Hawkins v. McGee and the Costs of Healthcare
One of the joys of being a contracts prof is that you get to teach Hawkins v. McGee, the hairy-hand case of Paper Chase fame. Reading this week’s Economist briefing on health care has got me thinking about the meaning of the holding in that case for the current health care debates.
At the outset, I’ll stipulate that I am no expert in health care but that my biases are strongly against the expansion of government entitlements in this or other areas. Discount my meanderings as you see fit. My understanding, however, is that a large part of the problem in health care costs comes in the way in which we price the system. We pay for services rather than outcomes. This creates an incentive for providers to create a system structured around providing expensive procedures rather than providing positive health outcomes. I wonder, however, if Hawkins v. McGee doesn’t provide a way forward.
The case is normally presented as being about the proper measure of damages. Hawkins had a badly burned hand, and McGee promised that if he could perform an experimental skin graft Hawkin’s hand would be a “one hundred percent good hand.” The operation was a horrible failure, leaving Hawkins with a maimed and hairy hand. The court awarded expectation damages, namely the difference between what was promised — a good hand — and what was delivered — a maimed and hairy hand. (It turns out that a hand wasn’t worth much in New Hampshire in 1929; Hawkins got a couple of hundred bucks.) The case is odd because it presents what would ordinarily be a malpractice claim as a contract claim precisely because McGee did more than simply promise to perform services for a fee. He promised an outcome.
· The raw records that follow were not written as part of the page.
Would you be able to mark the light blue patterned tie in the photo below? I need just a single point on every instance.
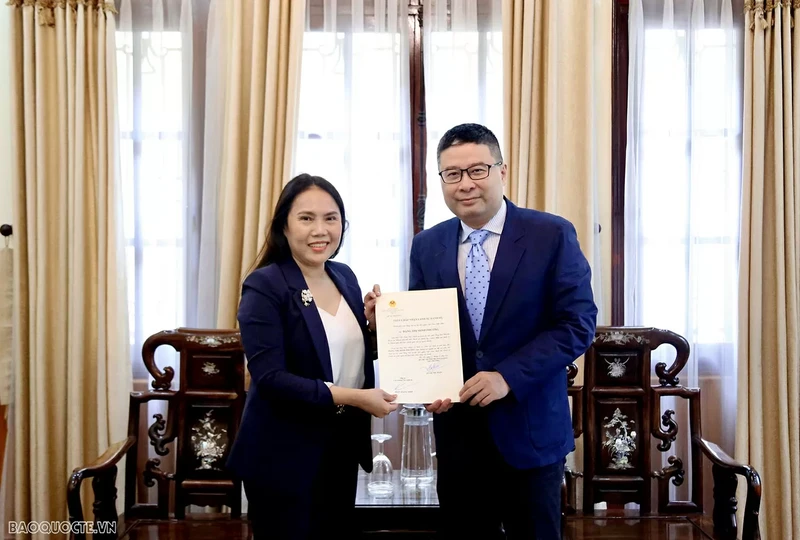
(476, 282)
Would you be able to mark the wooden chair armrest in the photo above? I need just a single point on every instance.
(104, 472)
(725, 469)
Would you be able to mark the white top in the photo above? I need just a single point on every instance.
(346, 345)
(495, 228)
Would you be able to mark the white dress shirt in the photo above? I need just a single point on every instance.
(495, 228)
(346, 345)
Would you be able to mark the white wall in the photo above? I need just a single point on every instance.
(5, 115)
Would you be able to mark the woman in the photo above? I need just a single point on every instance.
(306, 424)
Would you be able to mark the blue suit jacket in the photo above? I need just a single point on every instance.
(289, 414)
(540, 316)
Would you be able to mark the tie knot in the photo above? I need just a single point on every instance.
(477, 237)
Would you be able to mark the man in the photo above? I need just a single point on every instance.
(526, 312)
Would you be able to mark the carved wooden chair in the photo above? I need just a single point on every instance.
(203, 417)
(618, 412)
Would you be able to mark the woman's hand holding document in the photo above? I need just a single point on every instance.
(419, 345)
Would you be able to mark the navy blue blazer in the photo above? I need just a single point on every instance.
(289, 413)
(540, 316)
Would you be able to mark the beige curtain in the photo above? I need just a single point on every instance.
(557, 97)
(71, 349)
(261, 91)
(557, 107)
(768, 422)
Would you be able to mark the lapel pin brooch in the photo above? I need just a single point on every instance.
(306, 297)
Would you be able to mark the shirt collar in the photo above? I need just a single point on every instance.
(494, 226)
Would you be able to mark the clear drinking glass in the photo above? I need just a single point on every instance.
(416, 463)
(380, 479)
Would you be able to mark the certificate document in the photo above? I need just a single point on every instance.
(419, 345)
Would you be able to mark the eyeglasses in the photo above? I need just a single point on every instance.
(476, 172)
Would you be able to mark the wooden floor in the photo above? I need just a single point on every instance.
(577, 528)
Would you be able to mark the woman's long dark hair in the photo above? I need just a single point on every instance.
(276, 247)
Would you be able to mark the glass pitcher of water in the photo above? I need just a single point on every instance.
(416, 461)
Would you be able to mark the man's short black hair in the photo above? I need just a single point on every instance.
(469, 133)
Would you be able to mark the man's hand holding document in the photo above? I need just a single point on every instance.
(419, 345)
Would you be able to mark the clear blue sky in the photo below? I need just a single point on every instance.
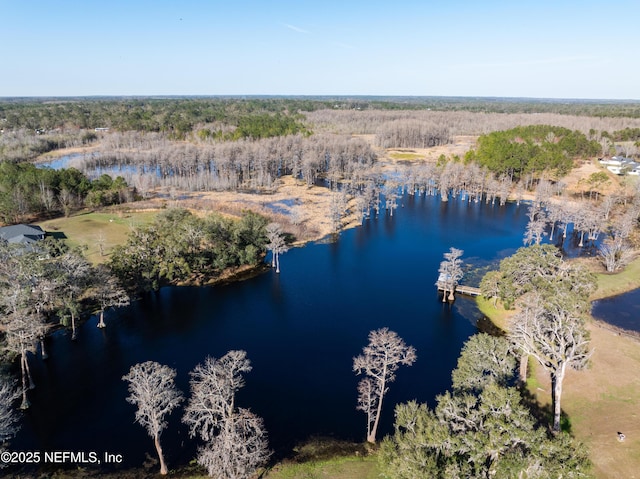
(540, 49)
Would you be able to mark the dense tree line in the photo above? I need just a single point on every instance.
(177, 117)
(412, 134)
(27, 191)
(45, 287)
(368, 122)
(22, 144)
(179, 246)
(532, 149)
(149, 161)
(177, 114)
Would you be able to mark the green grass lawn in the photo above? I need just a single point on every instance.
(91, 229)
(613, 284)
(349, 467)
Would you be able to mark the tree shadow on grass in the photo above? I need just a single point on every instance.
(542, 413)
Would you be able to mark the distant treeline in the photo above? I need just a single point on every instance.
(27, 191)
(532, 149)
(181, 115)
(179, 247)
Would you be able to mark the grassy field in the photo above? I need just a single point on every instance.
(92, 229)
(603, 400)
(349, 467)
(613, 284)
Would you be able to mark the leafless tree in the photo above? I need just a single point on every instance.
(108, 293)
(337, 210)
(236, 441)
(152, 390)
(615, 254)
(535, 230)
(23, 331)
(382, 357)
(74, 275)
(553, 333)
(8, 416)
(450, 273)
(277, 244)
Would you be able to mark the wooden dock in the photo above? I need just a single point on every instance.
(462, 289)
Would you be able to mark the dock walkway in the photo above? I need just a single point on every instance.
(462, 289)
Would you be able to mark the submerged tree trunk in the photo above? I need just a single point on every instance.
(524, 365)
(163, 466)
(556, 395)
(371, 437)
(74, 334)
(25, 401)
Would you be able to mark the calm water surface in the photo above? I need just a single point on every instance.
(622, 311)
(300, 329)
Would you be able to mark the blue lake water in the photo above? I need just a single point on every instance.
(301, 330)
(622, 311)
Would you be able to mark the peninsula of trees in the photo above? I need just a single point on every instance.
(364, 154)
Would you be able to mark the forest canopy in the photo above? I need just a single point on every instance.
(532, 149)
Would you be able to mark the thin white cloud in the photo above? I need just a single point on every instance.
(295, 29)
(343, 45)
(543, 61)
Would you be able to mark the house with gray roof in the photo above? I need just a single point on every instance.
(22, 234)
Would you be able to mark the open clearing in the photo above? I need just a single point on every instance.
(600, 401)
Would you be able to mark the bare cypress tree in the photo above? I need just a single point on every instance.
(153, 390)
(108, 293)
(551, 330)
(277, 244)
(382, 357)
(450, 273)
(236, 441)
(8, 416)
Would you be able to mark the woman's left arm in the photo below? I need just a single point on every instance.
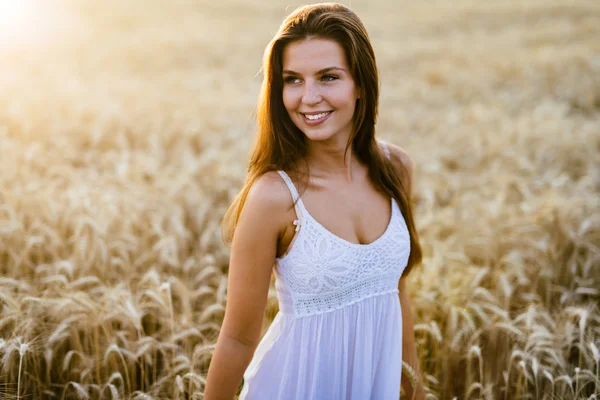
(404, 165)
(409, 348)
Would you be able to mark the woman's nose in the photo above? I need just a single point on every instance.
(311, 94)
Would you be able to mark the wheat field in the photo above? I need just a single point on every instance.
(125, 130)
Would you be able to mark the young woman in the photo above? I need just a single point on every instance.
(341, 246)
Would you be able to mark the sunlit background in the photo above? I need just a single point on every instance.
(125, 128)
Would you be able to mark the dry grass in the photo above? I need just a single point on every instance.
(124, 130)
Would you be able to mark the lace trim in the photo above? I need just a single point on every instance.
(326, 303)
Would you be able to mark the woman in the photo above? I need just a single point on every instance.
(341, 251)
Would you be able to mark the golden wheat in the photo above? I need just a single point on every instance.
(124, 135)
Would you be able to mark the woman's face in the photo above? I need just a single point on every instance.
(319, 92)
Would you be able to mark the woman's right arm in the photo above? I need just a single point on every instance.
(253, 252)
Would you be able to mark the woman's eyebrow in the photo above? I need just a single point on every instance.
(322, 71)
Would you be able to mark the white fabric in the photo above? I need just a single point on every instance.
(338, 332)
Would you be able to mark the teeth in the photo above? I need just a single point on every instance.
(313, 117)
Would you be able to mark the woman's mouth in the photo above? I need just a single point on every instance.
(316, 119)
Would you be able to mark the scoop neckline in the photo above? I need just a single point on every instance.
(360, 245)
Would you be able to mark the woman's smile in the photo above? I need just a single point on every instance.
(316, 119)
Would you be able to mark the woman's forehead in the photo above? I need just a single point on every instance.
(310, 56)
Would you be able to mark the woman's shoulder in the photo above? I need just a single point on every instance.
(401, 161)
(270, 189)
(269, 199)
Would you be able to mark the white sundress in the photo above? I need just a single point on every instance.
(338, 332)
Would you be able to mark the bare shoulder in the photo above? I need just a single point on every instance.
(403, 163)
(268, 201)
(400, 157)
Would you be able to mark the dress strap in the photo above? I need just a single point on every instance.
(295, 196)
(386, 150)
(289, 184)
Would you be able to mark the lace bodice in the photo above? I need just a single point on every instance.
(322, 272)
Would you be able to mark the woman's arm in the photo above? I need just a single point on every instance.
(409, 348)
(253, 252)
(404, 165)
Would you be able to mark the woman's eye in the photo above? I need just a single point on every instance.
(329, 78)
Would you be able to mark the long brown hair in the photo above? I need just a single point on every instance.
(280, 144)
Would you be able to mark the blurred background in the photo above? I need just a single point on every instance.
(125, 131)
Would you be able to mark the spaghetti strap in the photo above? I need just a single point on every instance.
(295, 196)
(386, 150)
(289, 184)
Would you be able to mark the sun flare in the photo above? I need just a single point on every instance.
(24, 22)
Suppose that we replaced the ordinary healthcare contract with the Hawkins v. McGee contract, namely that hospitals promised to deliver healthcare outcomes rather than healthcare services. First, it would align the incentives of health care providers much more closely with patients. Second, it would inject a lot of uncertainty into health care providers liabilities. After all, in many cases they will not be able to deliver particular outcomes, causing a breach of their contracts. This second issue could be controlled in two ways. First, health care providers could specify the amount they would pay in the event of unsuccessful treatment in a liquidated damages clause. Provided the courts enforced these clauses, they would diminish the unpredictability of payouts. Second, and perhaps more importantly, a fee-for-outcome contract would create a powerful incentive for healthcare providers to actuarialize the effectiveness of treatments, carefully compiling data on how likely successful outcomes actually are.
Were this contract adopted, going to the doctor would involve the purchase of a very different bundle of rights. Rather than buying services on the advice of a conflicted expert advisor, one would in effect purchase a form of insurance. In return for a fee, you would be promised a favorable outcome or the payment of some sum of money. The hospitals would then, in effect, be in the position of making bets on the effectiveness of their own treatments, bets that would become more profitable the better the outcomes were.